The United States estimates that its online gambling restrictions have only cost US$500,000 (€352,609) in annual lost revenue to Antigua and Barbuda — a figure the tiny Caribbean nation’s chief counsel flatly rejected Friday. Antigua, the smallest country to ever win a World Trade Organization case, is seeking the right to impose US$3.4 billion (€2.4 billion) in commercial sanctions against the U.S. for its failure to comply with a ruling on its online betting ban.
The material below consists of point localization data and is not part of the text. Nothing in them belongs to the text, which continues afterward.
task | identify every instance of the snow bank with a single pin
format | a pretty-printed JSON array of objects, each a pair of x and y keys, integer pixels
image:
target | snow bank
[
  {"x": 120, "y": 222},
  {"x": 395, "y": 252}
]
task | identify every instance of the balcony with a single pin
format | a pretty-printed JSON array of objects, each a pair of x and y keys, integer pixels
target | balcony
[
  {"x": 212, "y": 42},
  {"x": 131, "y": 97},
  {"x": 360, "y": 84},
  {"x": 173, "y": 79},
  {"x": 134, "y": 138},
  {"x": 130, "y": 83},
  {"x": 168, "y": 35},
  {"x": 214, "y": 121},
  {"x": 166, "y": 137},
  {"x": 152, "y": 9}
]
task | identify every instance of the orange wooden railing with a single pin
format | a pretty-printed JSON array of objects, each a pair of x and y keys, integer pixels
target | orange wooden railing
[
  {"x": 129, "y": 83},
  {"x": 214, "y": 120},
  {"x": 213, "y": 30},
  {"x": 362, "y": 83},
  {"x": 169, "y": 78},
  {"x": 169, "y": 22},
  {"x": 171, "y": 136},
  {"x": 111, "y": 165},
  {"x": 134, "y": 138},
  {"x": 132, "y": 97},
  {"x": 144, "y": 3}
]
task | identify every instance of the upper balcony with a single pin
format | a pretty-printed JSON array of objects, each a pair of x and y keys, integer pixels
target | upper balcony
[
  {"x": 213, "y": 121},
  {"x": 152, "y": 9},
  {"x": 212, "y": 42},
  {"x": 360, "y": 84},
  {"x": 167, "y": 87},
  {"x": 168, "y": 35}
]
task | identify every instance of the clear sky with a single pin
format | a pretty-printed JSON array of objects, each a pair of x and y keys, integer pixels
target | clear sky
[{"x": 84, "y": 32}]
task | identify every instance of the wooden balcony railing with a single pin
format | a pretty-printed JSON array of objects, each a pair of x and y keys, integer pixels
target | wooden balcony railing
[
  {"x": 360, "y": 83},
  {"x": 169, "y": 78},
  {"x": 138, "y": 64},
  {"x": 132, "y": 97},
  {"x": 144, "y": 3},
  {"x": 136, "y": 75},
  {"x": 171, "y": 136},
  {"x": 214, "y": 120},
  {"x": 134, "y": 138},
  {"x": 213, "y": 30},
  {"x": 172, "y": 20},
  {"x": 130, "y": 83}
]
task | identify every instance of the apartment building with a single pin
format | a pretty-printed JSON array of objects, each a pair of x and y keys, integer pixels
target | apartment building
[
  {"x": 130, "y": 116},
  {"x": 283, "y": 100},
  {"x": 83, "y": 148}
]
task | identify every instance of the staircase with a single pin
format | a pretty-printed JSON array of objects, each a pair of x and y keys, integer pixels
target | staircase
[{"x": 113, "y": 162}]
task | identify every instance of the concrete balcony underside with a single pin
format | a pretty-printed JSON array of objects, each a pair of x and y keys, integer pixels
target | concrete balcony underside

It is confident the WTO will rule in its favor again. *That’s the typical position the U.S. has taken to Antigua in this case, but we’ve proven them wrong in every instance,” said Mark Mendel, the lawyer who masterminded the twin-island’s legal victory. “It’s completely without any basis whatsoever. We feel very confident that it will be quite easy to demonstrate that.* Washington stopped U.S. banks and credit card companies last year from processing payments to online gambling businesses outside the country. The decision closed off the most lucrative region in a market worth US$15.5 billion (€11.2 billion). About half of the world’s online gamblers are based in the United States. After losing the WTO case, Washington declared its intention to explicitly remove Internet gambling from its obligations under the WTO’s treaty on trade in services. Australia, Canada, Costa Rica, India, Macau, Japan and the 27-nation European Union have all joined Antigua in filing compensation claims as a result, under a procedure that is separate from the U.S.-Antigua sanctions arbitration. EU online gambling sites — which largely bankrolled Antigua’s legal efforts — have claimed the U.S. owes the European Union a jackpot of up to US$100 billion (€70 billion) in trade concessions to compensate for its illegal ban on foreign gambling companies.